Alors, comment structurer votre présentation ?

A nouveau, comme parfois dans le capital-risque, il n’y a pas de réponse définitive, et c’est plus de l’art que de la science. Bien sûr, certains entrepreneurs maintenant célèbres ont levé des montants énormes en utilisant des présentations très laides, ou avec un simple livre blanc, mais ils sont l’exception. Mon approche ici a pour seul but d’augmenter vos chances d’obtenir une réunion (ou une deuxième réunion si vous avez déjà fait une présentation orale dans un concours de pitch) avec l’investisseur. Comme corollaire, cette présentation vous aidera également à structurer votre réflexion et votre entreprise.

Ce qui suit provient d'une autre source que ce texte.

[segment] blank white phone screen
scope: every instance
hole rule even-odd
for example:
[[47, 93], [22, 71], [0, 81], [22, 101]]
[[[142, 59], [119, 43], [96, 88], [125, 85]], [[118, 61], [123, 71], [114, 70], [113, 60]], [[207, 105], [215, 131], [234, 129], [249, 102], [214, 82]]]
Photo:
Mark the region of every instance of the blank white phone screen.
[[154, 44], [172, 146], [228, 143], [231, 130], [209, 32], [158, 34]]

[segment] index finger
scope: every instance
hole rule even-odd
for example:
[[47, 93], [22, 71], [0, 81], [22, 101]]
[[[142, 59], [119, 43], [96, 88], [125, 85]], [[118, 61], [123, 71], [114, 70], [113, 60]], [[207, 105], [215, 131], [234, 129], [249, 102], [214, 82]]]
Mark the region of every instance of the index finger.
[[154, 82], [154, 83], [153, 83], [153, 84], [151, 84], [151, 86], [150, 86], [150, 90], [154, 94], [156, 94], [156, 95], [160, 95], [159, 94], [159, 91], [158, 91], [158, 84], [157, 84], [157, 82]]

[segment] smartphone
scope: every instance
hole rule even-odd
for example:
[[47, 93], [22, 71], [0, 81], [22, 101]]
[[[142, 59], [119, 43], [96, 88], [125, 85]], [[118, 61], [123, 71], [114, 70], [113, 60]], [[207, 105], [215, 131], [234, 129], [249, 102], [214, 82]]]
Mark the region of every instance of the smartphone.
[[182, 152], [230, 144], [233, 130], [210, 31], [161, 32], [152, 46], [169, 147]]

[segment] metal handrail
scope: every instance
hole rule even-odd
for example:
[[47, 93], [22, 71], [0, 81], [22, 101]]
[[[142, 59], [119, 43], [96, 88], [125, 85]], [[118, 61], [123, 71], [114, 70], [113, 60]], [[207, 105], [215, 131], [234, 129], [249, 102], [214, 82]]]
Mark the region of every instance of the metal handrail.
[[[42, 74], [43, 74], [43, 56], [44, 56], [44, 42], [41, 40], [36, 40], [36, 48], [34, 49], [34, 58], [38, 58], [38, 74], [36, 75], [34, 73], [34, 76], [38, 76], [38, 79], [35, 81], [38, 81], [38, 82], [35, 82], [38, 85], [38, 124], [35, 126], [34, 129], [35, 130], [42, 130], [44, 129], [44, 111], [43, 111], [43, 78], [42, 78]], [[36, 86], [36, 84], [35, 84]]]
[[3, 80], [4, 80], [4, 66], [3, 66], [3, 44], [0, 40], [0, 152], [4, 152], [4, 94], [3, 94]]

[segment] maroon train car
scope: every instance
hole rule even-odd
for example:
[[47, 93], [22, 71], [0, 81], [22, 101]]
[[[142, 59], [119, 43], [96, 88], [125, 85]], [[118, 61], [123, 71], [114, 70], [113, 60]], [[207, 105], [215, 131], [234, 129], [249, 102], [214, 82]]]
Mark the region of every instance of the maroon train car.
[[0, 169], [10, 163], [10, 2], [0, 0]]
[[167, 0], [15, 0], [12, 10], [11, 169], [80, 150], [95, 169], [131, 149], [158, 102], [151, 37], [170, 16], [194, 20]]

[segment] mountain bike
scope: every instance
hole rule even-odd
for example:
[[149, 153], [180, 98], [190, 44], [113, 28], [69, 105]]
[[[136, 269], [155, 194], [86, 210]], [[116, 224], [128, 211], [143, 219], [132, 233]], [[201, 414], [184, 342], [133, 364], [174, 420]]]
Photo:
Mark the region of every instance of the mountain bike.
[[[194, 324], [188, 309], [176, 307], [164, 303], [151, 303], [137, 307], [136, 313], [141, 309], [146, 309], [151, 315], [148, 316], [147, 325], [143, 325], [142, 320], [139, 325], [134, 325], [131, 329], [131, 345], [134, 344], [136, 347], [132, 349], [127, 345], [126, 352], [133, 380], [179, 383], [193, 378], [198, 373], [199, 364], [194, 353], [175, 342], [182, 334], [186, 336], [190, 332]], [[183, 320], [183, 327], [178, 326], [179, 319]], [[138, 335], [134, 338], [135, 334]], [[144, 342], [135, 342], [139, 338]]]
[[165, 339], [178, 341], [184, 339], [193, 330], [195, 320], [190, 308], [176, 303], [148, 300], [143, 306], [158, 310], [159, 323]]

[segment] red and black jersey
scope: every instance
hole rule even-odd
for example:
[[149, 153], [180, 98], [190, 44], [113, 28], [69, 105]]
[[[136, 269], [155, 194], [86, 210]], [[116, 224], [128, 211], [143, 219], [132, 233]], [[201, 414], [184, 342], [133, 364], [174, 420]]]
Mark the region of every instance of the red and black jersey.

Différents investisseurs utilisent différentes approches, et chacun aura une opinion différente à ce sujet. J’ai vu plus de 14.000 présentations au cours des dernières années et j’ai développé cet outil pour analyser rapidement une opportunité d’investissement dans ma tête. Dit autrement, lors d’un pitch, je coche silencieusement une case à côté de chaque élément dans ma tête, puis pose des questions sur les sections manquantes.

De fait, lorsque vous faites un présentation, vous proposez d’échanger une partie de votre capital contre de l’argent. C’est une opportunité de transaction. Ce que vous ne devriez pas faire, c’est d’essayer de justifier que vous avez un marché, ou expliquer à quel point votre produit est génial, avec toutes ses fonctionnalités. Nous n’avons pas besoin de votre manuel d’utilisateur! La plupart des entrepreneurs passent 90 % de leur temps à faire les deux dans leurs pitchs, ce qui est contre-productif.

Ce que vous devriez essayer de faire, c’est amener l’investisseur à penser qu’une partie de son argent devrait aller dans votre entreprise parce qu’elle générera une plus-value, dans des conditions de risque contrôlées. Par conséquent, vous devez, à mon humble avis, aborder ces 4 sections :

  • Marketing
  • Finance
  • Opérations
  • Transaction

Chaque section est aussi importante que l’autre, donc attendez-vous à passer 25 % de votre temps disponible sur chacune. Si vous obtenez 5 minutes de temps de parole, alors prévoyez 1 minute pour chaque partie, avec un peu de marge supplémentaire sur chaque section. Si vous obtenez 20 minutes lors d’une réunion ultérieure, alors ce sera 5 minutes sur chaque section.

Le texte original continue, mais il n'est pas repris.